Open_Source_Art_Hack

May 3 - June 30, 2002 at Zenith Media Lounge, New Museum of Contemporaray Art

In mainstream culture, “hacking” has many, mostly negative, connotations ranging from relatively harmless pranks, to economically quantified consequences, to criminal actions.  Particularly after September 11, the term has acquired new connotations, as have the related subjects of privacy, surveillance, and community. Open_Source_Art_Hack  presents the work of artists from the United States, Switzerland, Denmark, New Zealand, and the United Kingdom who approach hacking as a creative electronic strategy Rather than a merely destructive act.  Using media and technology tactically and transparently, these artists reveal and question institutional, governmental, corporate, and societal undermining of individual identity, local control, and citizen agency.


This exhibition is specifically about artists—and, more often, collectives—who adhere to principles of free access and the logic of shared culture.  “Open Source”— developed initially as a process for the community creation and ownership of software code—offers artists (and the users of their works) not only shared tools but also a transparent way of working that is as much about process as it is about product.  Many artists in this show work with everyday software tools—such as search engines, web browsers, identification systems, sound interfaces, and Internet protocols—intending their work to be distributed, and, in some cases, adapted by other users.
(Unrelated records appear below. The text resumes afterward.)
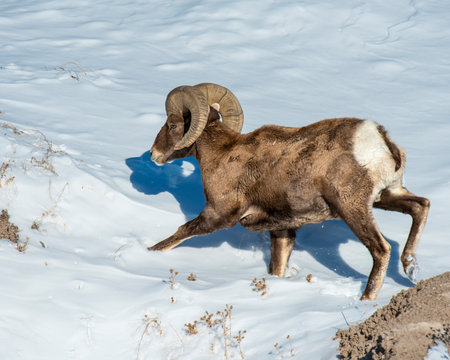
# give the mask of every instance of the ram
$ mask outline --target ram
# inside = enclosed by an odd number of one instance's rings
[[[209,83],[172,90],[166,112],[151,158],[162,165],[194,156],[206,206],[149,250],[170,250],[190,237],[240,222],[249,230],[270,232],[269,273],[283,277],[301,226],[342,219],[372,255],[361,299],[373,300],[391,250],[375,223],[375,207],[412,216],[401,262],[414,279],[415,249],[430,203],[402,186],[405,153],[381,125],[339,118],[300,128],[266,125],[240,134],[239,101],[228,89]]]

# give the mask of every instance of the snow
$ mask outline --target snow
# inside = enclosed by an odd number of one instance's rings
[[[195,160],[149,159],[164,100],[216,82],[240,100],[243,132],[383,124],[406,150],[406,186],[431,200],[428,278],[449,270],[449,16],[442,0],[3,0],[0,204],[29,244],[0,240],[2,358],[222,359],[220,325],[184,324],[228,304],[246,359],[335,359],[338,328],[412,286],[399,263],[410,219],[375,214],[392,246],[376,302],[359,301],[371,258],[338,221],[298,231],[284,279],[267,274],[267,234],[241,226],[150,253],[204,204]],[[227,351],[241,358],[236,339]]]
[[[426,360],[449,360],[450,355],[442,341],[438,341],[436,345],[430,347]]]

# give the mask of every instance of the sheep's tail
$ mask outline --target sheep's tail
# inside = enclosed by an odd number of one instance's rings
[[[402,167],[403,162],[404,162],[404,156],[402,156],[402,151],[390,139],[386,129],[382,125],[378,125],[377,129],[378,129],[378,132],[380,133],[380,135],[383,137],[383,140],[384,140],[386,146],[388,147],[389,151],[392,154],[392,158],[395,161],[395,171],[398,171]]]

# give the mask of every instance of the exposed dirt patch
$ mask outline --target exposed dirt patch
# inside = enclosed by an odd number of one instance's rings
[[[9,222],[9,214],[7,210],[2,210],[0,214],[0,239],[8,239],[17,246],[20,252],[25,251],[28,245],[28,238],[24,244],[21,243],[19,237],[19,228]]]
[[[17,244],[19,241],[19,228],[9,222],[9,214],[7,210],[2,210],[0,215],[0,238],[8,239]]]
[[[450,351],[450,272],[402,290],[366,321],[338,330],[343,359],[420,359],[441,341]]]

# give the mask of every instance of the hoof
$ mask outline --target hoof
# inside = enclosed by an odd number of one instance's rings
[[[375,294],[362,294],[362,296],[359,298],[361,301],[374,301],[377,298],[377,295]]]
[[[281,270],[281,269],[275,269],[275,270],[273,270],[273,266],[270,265],[270,266],[269,266],[269,271],[268,271],[268,272],[269,272],[270,275],[278,276],[279,278],[283,278],[283,277],[284,277],[285,270]]]
[[[406,276],[414,284],[417,283],[417,277],[419,275],[420,268],[416,261],[411,262],[405,269]]]
[[[402,260],[402,262],[406,276],[408,277],[409,280],[411,280],[415,284],[417,282],[417,276],[419,275],[420,270],[416,257],[414,255],[409,254],[406,257],[406,260]]]

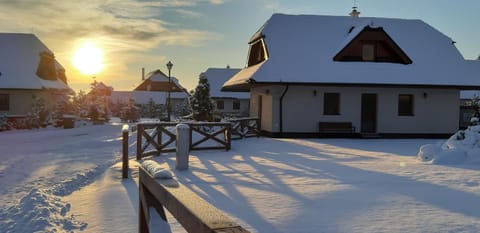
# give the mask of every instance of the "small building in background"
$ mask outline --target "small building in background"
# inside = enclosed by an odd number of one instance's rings
[[[241,69],[208,68],[200,74],[208,79],[210,97],[215,101],[216,112],[226,117],[246,117],[250,111],[250,93],[222,91],[223,84]]]
[[[126,105],[133,100],[136,105],[143,106],[143,116],[162,118],[166,114],[169,91],[172,113],[183,115],[181,113],[188,107],[188,91],[175,77],[170,77],[169,82],[168,76],[160,70],[154,70],[142,77],[142,82],[132,91],[113,91],[110,102],[113,105]]]

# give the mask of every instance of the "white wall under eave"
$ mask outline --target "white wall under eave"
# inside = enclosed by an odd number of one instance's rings
[[[0,94],[8,94],[10,109],[7,115],[26,115],[32,112],[34,97],[43,98],[45,109],[53,110],[57,102],[56,96],[44,90],[0,90]]]
[[[426,95],[424,96],[424,93]],[[414,116],[398,116],[398,94],[414,94]],[[395,104],[391,104],[395,103]],[[460,96],[451,89],[395,89],[378,103],[381,133],[454,133],[459,128]]]
[[[280,131],[280,96],[285,89],[284,86],[255,88],[250,91],[250,116],[261,115],[261,129],[268,132]],[[258,99],[262,98],[262,112],[258,113]]]
[[[252,113],[257,108],[256,96],[263,96],[263,130],[280,132],[280,96],[284,88],[278,86],[252,90]],[[340,93],[340,115],[323,114],[323,96],[326,92]],[[283,132],[316,133],[320,121],[352,122],[360,132],[363,93],[377,94],[377,133],[443,134],[458,130],[458,90],[290,86],[283,101]],[[414,116],[398,116],[399,94],[414,95]]]

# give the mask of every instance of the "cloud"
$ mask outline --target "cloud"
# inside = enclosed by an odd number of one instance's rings
[[[214,35],[179,27],[161,20],[167,8],[178,8],[178,12],[190,17],[201,17],[194,11],[179,7],[191,7],[196,1],[53,1],[18,0],[2,3],[0,8],[0,28],[2,31],[34,32],[41,38],[55,37],[71,41],[87,37],[110,37],[136,48],[148,49],[162,45],[194,46]],[[15,12],[15,20],[12,20]],[[118,48],[117,48],[118,49]]]
[[[128,76],[132,62],[151,62],[150,51],[161,46],[204,45],[216,40],[215,33],[184,27],[168,19],[175,11],[187,18],[203,15],[200,4],[213,0],[0,0],[0,29],[3,32],[36,34],[55,53],[67,70],[70,83],[86,83],[70,64],[73,50],[82,41],[94,40],[107,55],[109,76]],[[177,15],[178,15],[177,14]],[[162,59],[156,55],[156,59]],[[158,62],[158,60],[156,60]]]
[[[225,3],[225,0],[209,0],[210,3],[212,4],[224,4]]]

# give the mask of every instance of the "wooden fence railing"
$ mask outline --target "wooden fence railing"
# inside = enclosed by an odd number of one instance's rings
[[[232,140],[260,136],[258,118],[237,118],[229,122],[232,123]]]
[[[139,168],[138,232],[149,233],[150,207],[167,221],[164,207],[187,232],[248,233],[200,196],[174,179],[155,179]]]
[[[122,178],[128,178],[128,125],[122,127]]]
[[[190,150],[231,148],[231,128],[228,122],[183,123],[190,126]],[[176,148],[175,122],[137,124],[137,160]]]

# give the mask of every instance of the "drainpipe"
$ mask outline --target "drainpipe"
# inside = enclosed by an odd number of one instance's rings
[[[287,94],[288,84],[285,85],[282,95],[280,96],[280,135],[283,136],[283,97]]]

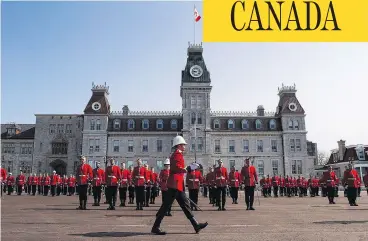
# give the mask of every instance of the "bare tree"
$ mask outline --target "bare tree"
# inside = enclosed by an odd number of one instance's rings
[[[321,166],[323,166],[323,165],[326,165],[327,164],[327,162],[328,162],[328,159],[329,159],[329,155],[328,155],[328,153],[327,152],[318,152],[318,165],[321,165]]]

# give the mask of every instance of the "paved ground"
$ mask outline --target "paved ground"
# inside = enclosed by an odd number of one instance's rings
[[[1,240],[366,241],[368,196],[362,194],[358,207],[347,205],[341,195],[336,205],[328,205],[321,197],[282,197],[260,198],[260,205],[256,199],[256,211],[246,211],[243,204],[232,205],[229,200],[228,210],[219,212],[207,199],[201,199],[203,212],[195,214],[209,226],[194,234],[176,206],[173,217],[165,218],[162,224],[169,232],[166,236],[149,233],[158,202],[144,211],[135,211],[134,207],[107,211],[106,205],[76,211],[78,196],[5,196],[1,203]]]

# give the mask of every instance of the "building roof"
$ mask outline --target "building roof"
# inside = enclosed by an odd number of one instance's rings
[[[8,128],[16,128],[19,133],[9,136]],[[1,124],[1,139],[34,139],[35,125],[34,124]]]
[[[357,145],[355,145],[355,146],[347,146],[345,148],[344,157],[343,157],[342,160],[337,160],[337,161],[334,160],[334,154],[336,155],[338,153],[338,151],[331,153],[330,158],[328,159],[327,164],[329,165],[329,164],[350,162],[351,159],[353,159],[354,161],[359,160],[358,155],[357,155],[357,151],[355,149],[356,147],[357,147]],[[368,152],[368,146],[364,146],[364,156],[365,156],[365,160],[364,161],[366,161],[366,162],[368,162],[368,154],[367,154],[367,152]]]

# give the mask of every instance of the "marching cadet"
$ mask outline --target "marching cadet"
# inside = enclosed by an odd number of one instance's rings
[[[157,197],[157,173],[155,169],[151,167],[151,200],[150,204],[155,204],[155,199]]]
[[[110,166],[106,167],[105,180],[107,186],[107,198],[109,207],[107,210],[115,210],[116,194],[118,190],[119,180],[121,179],[121,171],[118,166],[115,165],[115,160],[110,159]]]
[[[362,181],[360,180],[359,174],[358,174],[357,182],[358,182],[358,197],[360,197],[360,192],[362,190],[361,188]]]
[[[263,176],[262,179],[259,181],[259,184],[261,185],[262,187],[262,194],[263,194],[263,197],[267,197],[268,194],[267,194],[267,190],[268,190],[268,183],[266,181],[266,176]]]
[[[318,180],[317,176],[315,176],[314,178],[312,178],[311,197],[318,196],[318,189],[319,189],[319,180]]]
[[[93,200],[94,203],[92,206],[100,206],[101,202],[101,192],[102,192],[102,184],[105,182],[105,172],[100,168],[101,163],[96,163],[96,168],[93,169],[93,180],[92,180],[92,189],[93,189]]]
[[[5,192],[5,180],[6,180],[6,170],[5,168],[0,167],[0,182],[1,182],[1,196],[3,196],[3,192]]]
[[[214,185],[213,185],[213,168],[210,167],[209,171],[206,175],[206,183],[208,186],[208,197],[210,199],[210,204],[213,204],[213,206],[215,206],[215,195],[214,195]]]
[[[136,197],[136,210],[143,210],[143,204],[145,200],[144,185],[146,177],[146,168],[142,166],[142,160],[137,160],[137,166],[133,169],[132,178],[135,187],[135,197]]]
[[[81,156],[81,164],[77,168],[76,178],[78,184],[79,207],[77,210],[87,210],[88,183],[93,178],[92,167],[86,163],[86,157]]]
[[[235,167],[231,167],[229,173],[230,180],[230,195],[233,199],[232,204],[238,204],[239,181],[241,180],[240,173],[235,171]]]
[[[298,185],[298,193],[299,193],[299,197],[303,197],[304,195],[304,191],[303,191],[303,180],[302,178],[299,176],[298,179],[296,179],[296,183]]]
[[[125,162],[121,163],[120,173],[121,173],[121,179],[120,179],[120,185],[119,185],[120,207],[125,207],[128,184],[131,179],[130,171],[125,168]]]
[[[309,179],[308,179],[308,189],[309,189],[309,195],[311,197],[313,197],[313,187],[312,187],[312,181],[313,181],[313,178],[312,178],[312,175],[309,175]]]
[[[203,177],[203,197],[208,197],[207,174]]]
[[[267,186],[268,186],[267,195],[271,197],[272,179],[270,178],[269,174],[267,174],[266,182],[267,182]]]
[[[49,189],[51,184],[51,178],[48,173],[46,173],[44,179],[43,179],[43,195],[48,196],[49,195]]]
[[[128,204],[134,204],[134,183],[133,183],[133,166],[129,167],[129,176],[130,176],[130,180],[129,180],[129,187],[128,187],[128,192],[129,192],[129,202]]]
[[[340,180],[339,180],[339,178],[336,176],[335,197],[339,197],[339,184],[340,184]]]
[[[215,179],[216,179],[216,187],[217,187],[217,206],[218,211],[225,211],[225,203],[226,203],[226,187],[229,180],[229,176],[227,174],[227,169],[224,167],[224,164],[221,159],[217,161],[218,167],[215,169]]]
[[[20,171],[20,174],[17,176],[16,180],[17,180],[17,193],[18,195],[21,195],[26,180],[26,177],[24,176],[22,171]]]
[[[294,187],[294,196],[297,197],[299,195],[298,181],[296,177],[293,178],[293,187]]]
[[[302,177],[302,181],[303,181],[303,196],[307,197],[308,196],[308,180],[305,177]]]
[[[37,185],[38,185],[38,177],[36,173],[33,173],[33,177],[31,177],[31,189],[33,196],[36,196]]]
[[[59,179],[59,177],[56,174],[56,171],[53,171],[52,175],[51,175],[51,196],[53,196],[53,197],[55,196],[58,179]]]
[[[75,193],[75,184],[76,184],[76,178],[73,174],[70,174],[68,178],[68,196],[74,195]]]
[[[278,191],[279,191],[279,185],[280,185],[280,179],[278,176],[272,177],[272,186],[273,186],[273,196],[278,197]]]
[[[327,183],[326,181],[324,181],[323,176],[319,180],[319,185],[321,186],[322,197],[326,197],[327,196]]]
[[[31,174],[29,174],[29,176],[28,176],[28,178],[27,178],[27,185],[25,185],[25,186],[27,186],[27,193],[28,193],[28,195],[31,195],[31,191],[32,191],[32,173]]]
[[[189,200],[185,195],[184,174],[192,171],[190,166],[187,168],[184,166],[185,161],[183,158],[183,152],[185,151],[186,144],[187,143],[182,136],[176,136],[173,140],[172,147],[175,148],[175,151],[170,157],[170,174],[167,180],[167,199],[165,199],[165,202],[161,205],[160,210],[158,210],[156,214],[156,220],[151,230],[154,234],[166,234],[166,232],[160,229],[160,225],[175,199],[183,210],[185,216],[190,220],[196,233],[208,225],[208,223],[197,222],[190,210]]]
[[[286,196],[286,191],[285,191],[285,176],[279,176],[279,181],[280,181],[280,196]]]
[[[255,210],[253,208],[254,202],[254,189],[256,184],[258,184],[258,177],[256,169],[253,165],[250,165],[249,158],[245,159],[245,165],[240,173],[243,178],[243,182],[245,185],[245,203],[247,204],[247,210]]]
[[[15,184],[15,179],[13,177],[13,174],[9,172],[8,177],[6,178],[8,195],[11,195],[14,192],[14,184]]]
[[[188,185],[189,199],[192,200],[195,204],[198,204],[198,193],[200,184],[202,183],[201,172],[199,170],[193,170],[190,173],[187,173],[185,181]],[[190,209],[192,211],[198,211],[197,207],[195,207],[193,203],[190,203]]]
[[[146,181],[146,185],[145,185],[145,199],[144,199],[144,206],[149,207],[149,200],[151,197],[151,180],[152,180],[152,173],[148,168],[148,164],[145,163],[144,167],[146,168],[146,172],[145,172],[145,181]]]
[[[68,195],[68,176],[64,175],[62,181],[63,181],[63,195]]]
[[[43,194],[42,182],[43,182],[43,175],[42,175],[42,173],[40,173],[40,175],[38,176],[38,183],[37,183],[37,193],[38,193],[38,195]]]
[[[169,178],[170,174],[170,159],[166,159],[164,162],[164,169],[161,170],[159,175],[159,183],[162,191],[162,203],[166,202],[167,199],[167,179]],[[168,208],[167,213],[165,213],[165,216],[172,216],[171,215],[171,206]]]
[[[368,195],[368,168],[366,168],[366,174],[363,177],[363,182],[364,182],[364,186],[365,189],[367,190],[367,195]]]
[[[357,189],[358,189],[358,172],[352,169],[352,164],[348,165],[348,169],[344,172],[343,183],[347,184],[347,197],[350,206],[358,206],[356,203]]]
[[[291,180],[290,180],[289,175],[286,175],[286,178],[285,178],[285,187],[286,187],[286,194],[285,194],[285,196],[287,195],[288,197],[291,197]]]
[[[59,174],[57,175],[57,182],[56,182],[56,196],[60,196],[61,194],[61,185],[63,184],[61,181],[61,176]]]
[[[345,166],[345,171],[346,170],[348,170],[348,166]],[[342,181],[341,181],[341,185],[344,186],[344,197],[347,197],[348,196],[348,187],[347,187],[346,183],[343,183]]]
[[[332,169],[332,166],[329,167],[327,172],[323,173],[323,182],[326,183],[327,186],[327,196],[330,204],[335,204],[335,186],[336,186],[336,174]]]

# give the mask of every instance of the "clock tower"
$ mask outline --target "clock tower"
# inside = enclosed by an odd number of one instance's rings
[[[189,44],[187,63],[181,73],[183,137],[188,143],[187,162],[195,159],[210,165],[211,78],[203,58],[202,44]]]

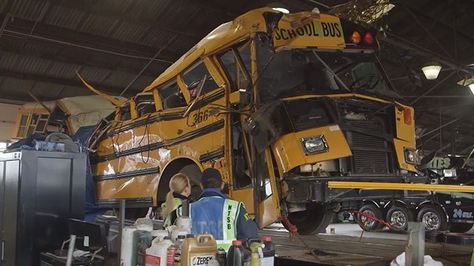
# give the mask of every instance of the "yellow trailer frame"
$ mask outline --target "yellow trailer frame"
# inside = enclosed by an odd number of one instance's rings
[[[330,189],[349,188],[349,189],[414,190],[414,191],[433,191],[433,192],[474,193],[474,186],[466,186],[466,185],[328,181],[328,187]]]

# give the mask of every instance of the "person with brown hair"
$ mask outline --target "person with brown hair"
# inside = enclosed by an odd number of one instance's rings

In this way, they share an important legacy with conceptual artists interested in the politics of distribution and display.

Open_Source_Art_Hack comprises performances, walking tours, networked art, video works, radio transmissions and a community-oriented television broadcast on the Internet.  Extending beyond the scope of the Media Lounge for the first time, the works in this show occupy the New Museum’s lobby, bookstore, and mezzanine, as well as public spaces in New York city.

This exhibition is organized by Steve Dietz, Curator of New Media, Walker Art Center, Minneapolis, and Jenny Marketou, a New York based artist, in collaboration with Anne Barlow.